The query was: 'COPY "respondent_surveys" TO stdout;

respondent_surveys is the table with ~250 empty segments.

Furthermore, and I'm not sure if this is a related issue, but the nightly vacuum
analyze now crashes with the message:
NOTICE:  --Relation selected_answer_counts--
NOTICE:  Rel selected_answer_counts: TID 210/347: OID IS INVALID. TUPGONE 0.
NOTICE:  Pages 213: Changed 0, reaped 6, Empty 1, New 0; Tup 132526: Vac 430,
Keep/VTL 0/0, Crash 1, UnUsed 376, MinLen 48, MaxLen 48; Re-using: Free/Avail.
Space 83300/53448; EndEmpty/Avail. Pages 0/5. CPU 0.05s/0.34u sec.
NOTICE:  Index selected_answer_counts_pkey: Pages 463; Tuples 132526: Deleted 1.
CPU 0.06s/0.13u sec.
ERROR:  No one parent tuple was found
vacuumdb: vacuum failed

The selected_answer_counts table is, oddly NOT one of the tables with many empty
segments.

Also, during the day before the dump/vacuum began to fail, the backend was
resetting itself every few minutes with the message:
Server process (pid 25155) exited with status 11 at Fri Aug 11 11:47:47 2000
Terminating any active server processes...
NOTICE:  Message from PostgreSQL backend:
        The Postmaster has informed me that some other backend died abnormally
and possibly corrupted shared memory.
        I have rolled back the current transaction and am going to terminate
your database system connection and exit.
        Please reconnect to the database system and repeat your query.
etc...

I'm not sure what status 11 means.

This database was no longer useable, and had to be restored from a backup, but I
kept it around under a different name if that will
help at all.

Other possibly relevant info:
The server that postgres is running on has 512 MB ram, and postgres is started
with the following switches:

pg_ctl -o "-i -N 256 -B 512 -o \"-S 4096\" >>postgres.log 2>&1 </dev/null" start

I'm not sure if all of these problems are directly related, or if I'm looking at
two or more possible bugs.


Please describe a way to repeat the problem.   Please try to provide a
concise reproducible example, if at all possible:
----------------------------------------------------------------------

I am unsure of how to repeat this problem...although I do have a database which
can cause the problem stored locally.
I do know that nothing unusual was going on at the time - i.e. the same
select/insert/update/deletes that have been
running trouble-free for the past 2 months were the only transactions taking
place at the time.


If you know how this problem might be fixed, list the solution below:
---------------------------------------------------------------------

Re: Creation of 10000's of empty table segments and more...

From

Tom Lane

Date:

19 August 2000, 00:03:10

"Philip Poles" <philip@surfen.com> writes:
> Basically, the backend has created a bunch of empty files of the name
> <table_name>.<n>, ~32500 for one table, ~50000 for another, ~44000 for
> a third, and ~250 for a fourth.  From reading the old thread on this,
> I suspect it's being caused by the nightly vacuum we run, and is due
> to a corrupted index.

Probably so.  The proximate cause of that behavior was that if the
low-level file access code (md.c) was handed a ridiculously large
intra-file block number, it would try to access the file segment
containing that block number --- and merrily create all the intervening
segments, though not populate them with any data.  So a bad block number
is being injected from somewhere, and a corrupted index is the most
likely source.

In current sources, md.c will barf promptly if handed a block number
more than one segment beyond the current EOF, so that
sorcerer's-apprentice behavior should be fixed.  The more interesting
question is whether the original cause of the index corruption has been
fixed.  (I cleaned up some problems in the btree index code not long
ago, but have no way to tell if this is related.)  I don't suppose you
have a way of reproducing the problem from a cold start?
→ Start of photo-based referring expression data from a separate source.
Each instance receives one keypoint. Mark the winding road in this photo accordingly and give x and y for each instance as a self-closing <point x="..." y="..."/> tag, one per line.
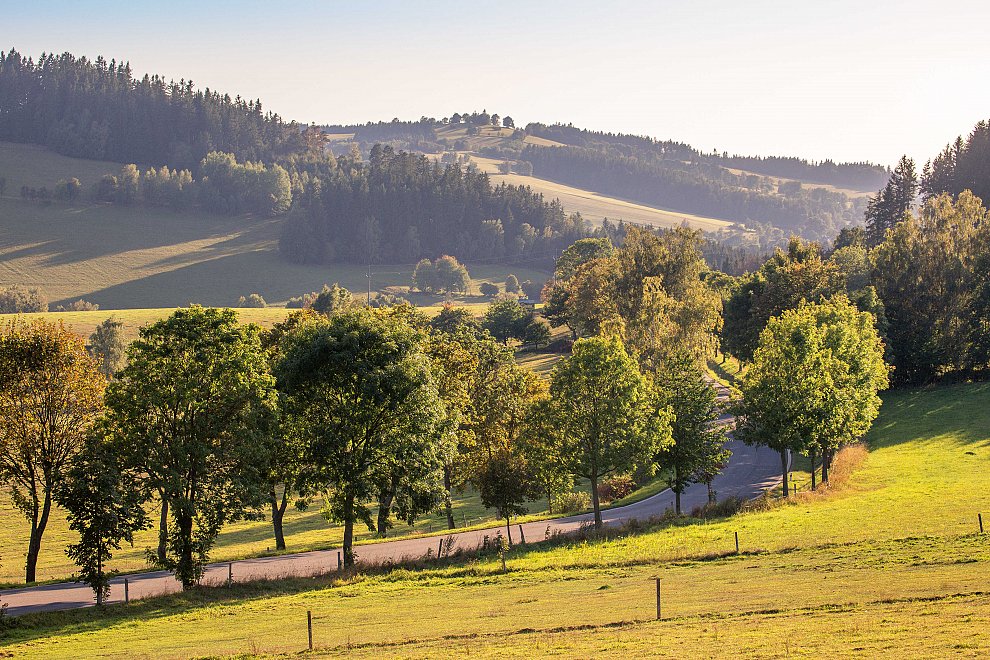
<point x="749" y="472"/>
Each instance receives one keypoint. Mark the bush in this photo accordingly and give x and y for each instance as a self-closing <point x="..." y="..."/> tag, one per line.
<point x="253" y="300"/>
<point x="78" y="306"/>
<point x="574" y="502"/>
<point x="16" y="300"/>
<point x="615" y="488"/>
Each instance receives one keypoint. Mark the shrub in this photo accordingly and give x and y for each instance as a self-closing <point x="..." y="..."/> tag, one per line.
<point x="615" y="488"/>
<point x="253" y="300"/>
<point x="16" y="300"/>
<point x="574" y="502"/>
<point x="78" y="306"/>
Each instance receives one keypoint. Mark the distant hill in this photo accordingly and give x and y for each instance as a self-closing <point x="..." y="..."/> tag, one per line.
<point x="664" y="179"/>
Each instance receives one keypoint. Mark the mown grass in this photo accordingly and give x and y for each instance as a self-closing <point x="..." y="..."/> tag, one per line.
<point x="890" y="563"/>
<point x="137" y="257"/>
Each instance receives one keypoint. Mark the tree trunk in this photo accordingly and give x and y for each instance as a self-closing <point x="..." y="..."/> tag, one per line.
<point x="278" y="512"/>
<point x="385" y="499"/>
<point x="827" y="455"/>
<point x="186" y="570"/>
<point x="783" y="470"/>
<point x="38" y="525"/>
<point x="448" y="504"/>
<point x="812" y="454"/>
<point x="349" y="531"/>
<point x="594" y="501"/>
<point x="163" y="531"/>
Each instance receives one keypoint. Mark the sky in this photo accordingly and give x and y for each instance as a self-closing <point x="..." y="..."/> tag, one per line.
<point x="867" y="80"/>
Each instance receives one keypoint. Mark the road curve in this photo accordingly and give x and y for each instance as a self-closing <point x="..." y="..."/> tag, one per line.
<point x="749" y="472"/>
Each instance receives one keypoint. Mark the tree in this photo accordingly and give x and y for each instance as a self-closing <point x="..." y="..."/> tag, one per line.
<point x="581" y="252"/>
<point x="254" y="300"/>
<point x="698" y="447"/>
<point x="506" y="319"/>
<point x="332" y="299"/>
<point x="892" y="202"/>
<point x="360" y="394"/>
<point x="107" y="346"/>
<point x="598" y="414"/>
<point x="103" y="507"/>
<point x="782" y="283"/>
<point x="928" y="276"/>
<point x="505" y="483"/>
<point x="193" y="409"/>
<point x="51" y="393"/>
<point x="814" y="381"/>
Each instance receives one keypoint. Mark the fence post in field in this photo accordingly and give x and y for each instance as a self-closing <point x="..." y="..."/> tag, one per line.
<point x="658" y="599"/>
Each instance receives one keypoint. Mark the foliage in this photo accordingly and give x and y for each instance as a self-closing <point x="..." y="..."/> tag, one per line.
<point x="18" y="300"/>
<point x="697" y="452"/>
<point x="107" y="346"/>
<point x="332" y="299"/>
<point x="192" y="410"/>
<point x="596" y="418"/>
<point x="814" y="381"/>
<point x="51" y="393"/>
<point x="616" y="488"/>
<point x="253" y="300"/>
<point x="103" y="507"/>
<point x="782" y="283"/>
<point x="931" y="277"/>
<point x="507" y="319"/>
<point x="892" y="202"/>
<point x="99" y="109"/>
<point x="361" y="398"/>
<point x="444" y="275"/>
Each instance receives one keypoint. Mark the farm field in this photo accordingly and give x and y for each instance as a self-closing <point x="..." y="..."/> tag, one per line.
<point x="888" y="563"/>
<point x="595" y="206"/>
<point x="136" y="257"/>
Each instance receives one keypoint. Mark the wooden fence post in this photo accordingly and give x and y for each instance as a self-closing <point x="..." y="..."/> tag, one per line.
<point x="658" y="599"/>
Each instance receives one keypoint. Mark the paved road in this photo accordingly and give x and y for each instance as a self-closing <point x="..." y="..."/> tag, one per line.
<point x="750" y="471"/>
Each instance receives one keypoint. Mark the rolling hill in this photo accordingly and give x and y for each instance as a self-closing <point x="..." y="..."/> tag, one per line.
<point x="138" y="257"/>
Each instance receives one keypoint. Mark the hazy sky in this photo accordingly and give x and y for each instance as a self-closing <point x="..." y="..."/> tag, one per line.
<point x="848" y="80"/>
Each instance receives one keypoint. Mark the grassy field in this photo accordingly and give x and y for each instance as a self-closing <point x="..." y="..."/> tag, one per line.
<point x="135" y="257"/>
<point x="887" y="564"/>
<point x="595" y="206"/>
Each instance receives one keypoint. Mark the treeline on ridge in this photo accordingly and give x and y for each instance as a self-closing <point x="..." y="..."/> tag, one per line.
<point x="100" y="110"/>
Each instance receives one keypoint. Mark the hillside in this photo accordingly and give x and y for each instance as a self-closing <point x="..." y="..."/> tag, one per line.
<point x="138" y="257"/>
<point x="887" y="563"/>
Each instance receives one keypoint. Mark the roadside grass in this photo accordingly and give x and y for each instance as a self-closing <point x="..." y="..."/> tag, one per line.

> Also, during the day before the dump/vacuum began to fail, the backend was
> resetting itself every few minutes with the message:
> Server process (pid 25155) exited with status 11 at Fri Aug 11 11:47:47 2000
> Terminating any active server processes...

> I'm not sure what status 11 means.

SEGV crash.  There should have been a core dump from that --- is there
a core file in the old database directory, and if so can you get a
backtrace from it?

            regards, tom lane

Re: Creation of 10000's of empty table segments and more...

From

"Philip Poles"

Date:

22 August 2000, 11:21:01

Greetings...

Tom, I don't have a way to reproduce this from scratch, unfortunately.
The problem occurred on a production server which had been running trouble-free
for the past two months.
Also, there are no core files lying around anywhere, which is somewhat
surprising.
Does it make any difference that I compiled with a BLCKSZ of 32768 and
NAMEDATALEN of 64?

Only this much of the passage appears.